With a heavy emphasis on English-Spanish cognates, Nus’ (Italian Fluency, 2012) guide presents useful vocabulary for Anglophones learning to speak Spanish. After an overview of complementary methods of language learning (apps, videos, etc.), Nus dives into lists of words that are similar in English and Spanish. The cognates are first organized by common lexigraphic elements (i.e., words ending in -mento/-miento) and presented in list form. Subsequent word lists are organized by theme, from food and the arts through business and technology. After presenting a list of verbs Nus considers essential to comprehension, the book then uses quotations, rendered in both English and Spanish, to demonstrate the use of approximately 1,000 commonly used words.
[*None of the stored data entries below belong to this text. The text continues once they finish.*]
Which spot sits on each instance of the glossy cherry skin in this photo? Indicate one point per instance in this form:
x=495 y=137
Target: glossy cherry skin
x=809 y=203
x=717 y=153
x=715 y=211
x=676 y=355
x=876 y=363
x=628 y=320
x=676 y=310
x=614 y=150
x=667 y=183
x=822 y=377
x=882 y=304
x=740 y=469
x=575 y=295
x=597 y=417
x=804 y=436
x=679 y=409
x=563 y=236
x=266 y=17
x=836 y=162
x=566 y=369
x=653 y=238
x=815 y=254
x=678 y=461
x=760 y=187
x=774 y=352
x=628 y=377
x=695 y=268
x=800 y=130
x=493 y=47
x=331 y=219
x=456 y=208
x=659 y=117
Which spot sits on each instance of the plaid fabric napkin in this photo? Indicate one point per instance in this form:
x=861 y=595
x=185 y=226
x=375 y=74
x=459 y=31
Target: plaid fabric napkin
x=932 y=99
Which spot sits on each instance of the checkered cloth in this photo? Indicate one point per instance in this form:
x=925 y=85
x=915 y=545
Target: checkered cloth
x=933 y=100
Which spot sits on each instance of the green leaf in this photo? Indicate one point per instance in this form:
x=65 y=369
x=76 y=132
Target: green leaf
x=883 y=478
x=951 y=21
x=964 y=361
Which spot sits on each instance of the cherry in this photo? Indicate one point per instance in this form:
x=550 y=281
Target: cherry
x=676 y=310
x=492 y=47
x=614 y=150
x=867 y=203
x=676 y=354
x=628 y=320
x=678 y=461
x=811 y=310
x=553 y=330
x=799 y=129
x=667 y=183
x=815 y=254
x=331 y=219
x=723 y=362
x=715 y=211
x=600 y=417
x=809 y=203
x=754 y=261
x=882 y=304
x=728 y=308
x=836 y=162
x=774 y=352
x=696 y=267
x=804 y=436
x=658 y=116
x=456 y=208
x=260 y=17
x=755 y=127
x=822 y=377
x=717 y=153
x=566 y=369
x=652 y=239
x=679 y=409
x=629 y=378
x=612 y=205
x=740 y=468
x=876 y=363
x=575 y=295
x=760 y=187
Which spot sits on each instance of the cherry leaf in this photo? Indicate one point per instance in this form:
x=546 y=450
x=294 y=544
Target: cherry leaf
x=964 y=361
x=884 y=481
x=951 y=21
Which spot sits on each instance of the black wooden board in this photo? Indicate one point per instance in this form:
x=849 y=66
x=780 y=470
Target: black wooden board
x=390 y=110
The translations provided are generally correct, and Nus incorporates a wide range of basic vocabulary. However, in several cases, only one definition is provided for a word with multiple distinct meanings. For example, tarde is translated as an adjective, but its meaning as a noun is omitted; planta is translated as “plant,” with no mention of its other meanings of “sole,” “factory,” or “floor.” The words chosen for definition are arbitrary, and the omissions often seem likely to present difficulties in comprehension: la cura (“care, treatment, cure”) is defined but not el cura, which means “priest.” Minor spelling errors (“Ben Johnson,” “Frederick Douglas,” “Ralph Nadar”) do not detract from the book’s meaning, but combined with internal inconsistencies (desgracia is translated as “disgrace” just pages after readers are warned it is a false cognate), they are noticeable. The book is primarily focused on nouns and adjectives, and aside from conjugating the nine “essential” verbs, Nus does not address verb usage or Spanish grammar.
Most useful to readers familiar with Spanish and looking to expand their vocabularies, but it’s not suitable as a primary tool for learning the language.